Thomas alleges that when she asked why her contract might not be renewed, Verslues told her she "could not be trusted" and that if she "had been doing all the things she says were being done (at Lewis and Clark), why wasn't the school more successful?"
Thomas alleges she tried to follow up with Verslues about whether her contract would be renewed and was "continuously dodged and ignored."
She alleges she spoke with JCPS Director of Human Resources Shelby Scarbrough and "complained of the differential treatment, and how she was labelled a 'disappointment' for wanting to have the district inclusive of diversity. Scarbrough asked what she could do to 'right the wrong,' and (Thomas) said she did not know."

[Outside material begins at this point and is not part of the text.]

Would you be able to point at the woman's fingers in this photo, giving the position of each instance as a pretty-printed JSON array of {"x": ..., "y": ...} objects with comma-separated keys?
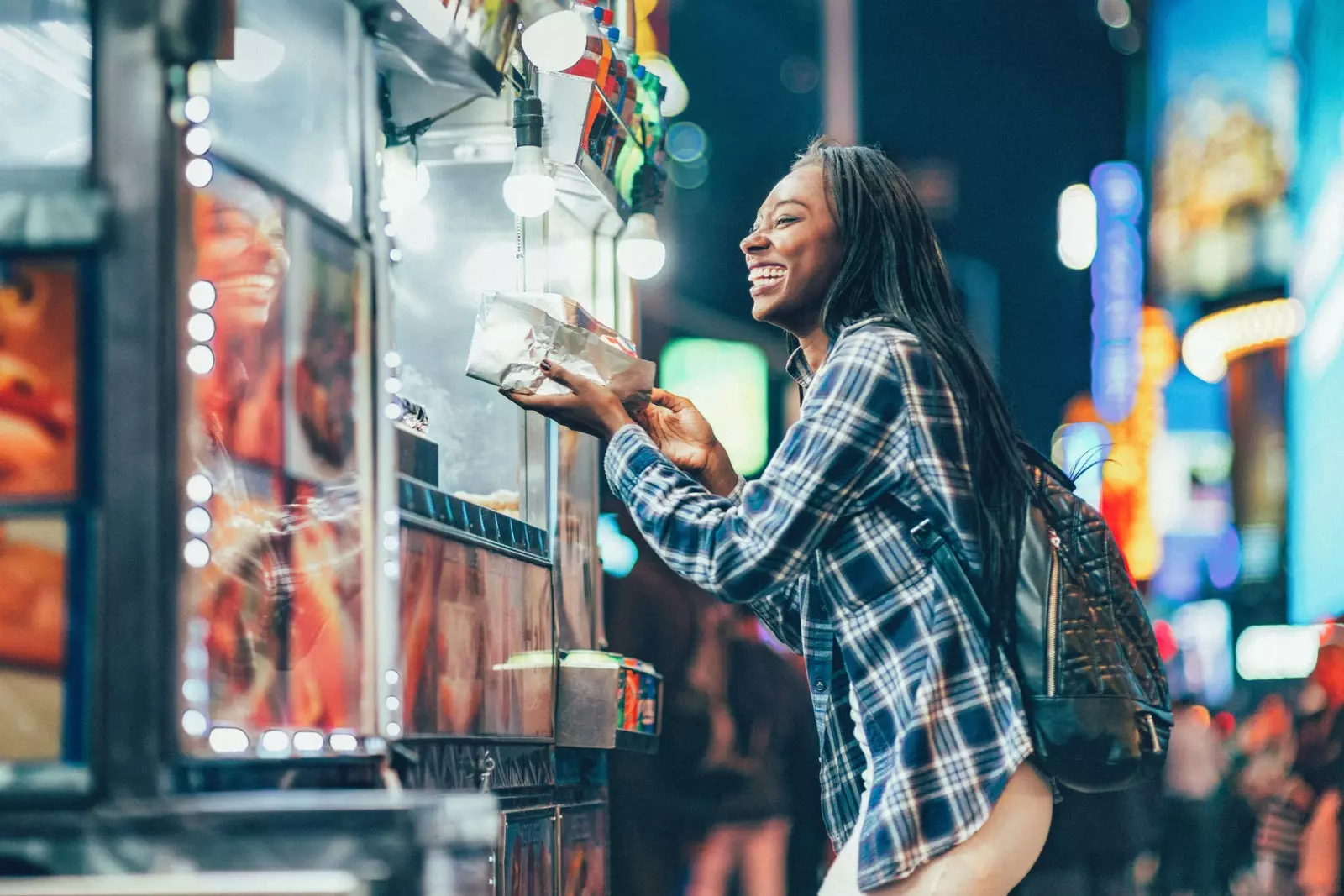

Thomas said she wanted to continue working for JCPS but, after not hearing any response about the renewal of her contract, "felt she had no other reasonable choice but to submit her notice to retire, in hopes of avoiding the humiliation of being openly forced out."

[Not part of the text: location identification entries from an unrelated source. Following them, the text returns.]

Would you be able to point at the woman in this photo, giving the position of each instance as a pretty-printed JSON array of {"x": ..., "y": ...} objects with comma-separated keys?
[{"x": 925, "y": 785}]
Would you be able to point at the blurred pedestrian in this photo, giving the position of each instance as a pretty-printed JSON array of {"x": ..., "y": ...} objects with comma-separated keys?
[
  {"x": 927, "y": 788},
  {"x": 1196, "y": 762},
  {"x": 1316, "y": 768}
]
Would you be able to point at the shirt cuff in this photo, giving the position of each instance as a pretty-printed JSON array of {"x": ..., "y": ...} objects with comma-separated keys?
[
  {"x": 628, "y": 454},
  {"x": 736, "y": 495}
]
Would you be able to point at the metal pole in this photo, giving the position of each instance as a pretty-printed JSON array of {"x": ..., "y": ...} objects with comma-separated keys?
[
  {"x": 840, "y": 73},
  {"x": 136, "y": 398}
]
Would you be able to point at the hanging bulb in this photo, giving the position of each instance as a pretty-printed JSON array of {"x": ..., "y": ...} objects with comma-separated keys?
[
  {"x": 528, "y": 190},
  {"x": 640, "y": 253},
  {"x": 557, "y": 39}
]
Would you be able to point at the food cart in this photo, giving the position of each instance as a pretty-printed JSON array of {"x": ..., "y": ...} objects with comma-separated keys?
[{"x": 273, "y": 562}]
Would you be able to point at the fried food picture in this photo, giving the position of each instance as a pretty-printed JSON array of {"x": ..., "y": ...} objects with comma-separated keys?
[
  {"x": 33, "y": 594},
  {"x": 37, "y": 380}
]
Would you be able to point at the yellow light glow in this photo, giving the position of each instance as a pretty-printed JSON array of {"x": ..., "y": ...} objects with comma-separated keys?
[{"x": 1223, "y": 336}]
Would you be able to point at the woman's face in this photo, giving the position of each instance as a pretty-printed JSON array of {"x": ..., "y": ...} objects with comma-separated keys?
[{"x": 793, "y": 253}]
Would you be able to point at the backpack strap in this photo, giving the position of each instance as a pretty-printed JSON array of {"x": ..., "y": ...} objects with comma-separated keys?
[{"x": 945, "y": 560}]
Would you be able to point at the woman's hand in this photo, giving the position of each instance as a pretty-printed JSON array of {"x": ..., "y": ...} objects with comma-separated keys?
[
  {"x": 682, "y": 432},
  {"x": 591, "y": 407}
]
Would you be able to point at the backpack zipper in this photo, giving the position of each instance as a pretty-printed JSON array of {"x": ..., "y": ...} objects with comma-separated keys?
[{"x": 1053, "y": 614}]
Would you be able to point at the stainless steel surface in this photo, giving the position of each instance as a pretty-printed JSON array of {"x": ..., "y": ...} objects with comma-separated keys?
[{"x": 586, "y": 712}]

Thomas also alleges she and others who took notes during meetings — as opposed to letting "an official note-taker" for the district take them — were questioned by Linthacum for doing so and that she felt targeted after she shared some of her notes with Gretchen Guitard in approximately July 2017.
Guitard was JCPS' director of curriculum and staff services, who left at the end of the 2016-17 school year. She filed a charge of discrimination with the Human Rights Commission on Nov. 1, 2016, then filed a new charge Feb. 6, 2017, based on discrimination she allegedly suffered because she filed the first charge.
Guitard filed a lawsuit against the district, Linthacum and JCPS Chief Financial and Operating Officer Jason Hoffman on March 31, 2017, alleging retaliation, sex discrimination and a hostile work environment.
One of Guitard's allegations was that she had been singled out because she was friends with Tammy Ferry, who filed a lawsuit against JCPS; Linthacum; and her supervisor, Joe Martin, in April 2017 for allegations of retaliation, sex discrimination and a hostile work environment.
Guitard settled her lawsuit in April 2018 for $400,000, of which she received $295,000. The trial in Ferry's case has been rescheduled for November 2019, according to online court records on Wednesday.
The lead attorney for Thomas and Ferry — as well as for Guitard and for the plaintiff in another active lawsuit against JCPS by a Simonsen 9th Grade Center teacher — is Dennis Egan, based in Kansas City. Egan was also an attorney for the two plaintiffs who filed lawsuits against JCPS in 2014.
Egan said Wednesday he did not have anything to add about Thomas' lawsuit.
The News Tribune tried to contact Thomas on Wednesday but did not receive a response.
She asks that a jury award her "all actual damages and losses shown in evidence and determined by the jury to be fair and reasonable, for prejudgment interest, for punitive damages, for attorneys' fees, costs and expenses, and for such other relief as the court deems proper."
A summons for JCPS was issued Wednesday, but online court records did not show the district had been served as of Wednesday afternoon.
JCPS Director of Communications Ryan Burns shared a statement from the district Wednesday: "Jefferson City Public Schools remains committed to providing a positive work environment for our employees as we strive to become a premier school district, which includes expectations of high performance for our district leaders and administrators in support of our efforts to continually improve the learning environment in our schools. We find Ms. Thomas' allegations to be patently untrue and appreciate having an opportunity to present our perspective throughout the judicial process."
On the same day Thomas filed her lawsuit, Jefferson City High School staff member Robert Jones' lawsuit against JCPS was dismissed in the U.S. District Court for the Western District of Missouri. The federal judge in that case ruled Jones' case did not have merit for a claim.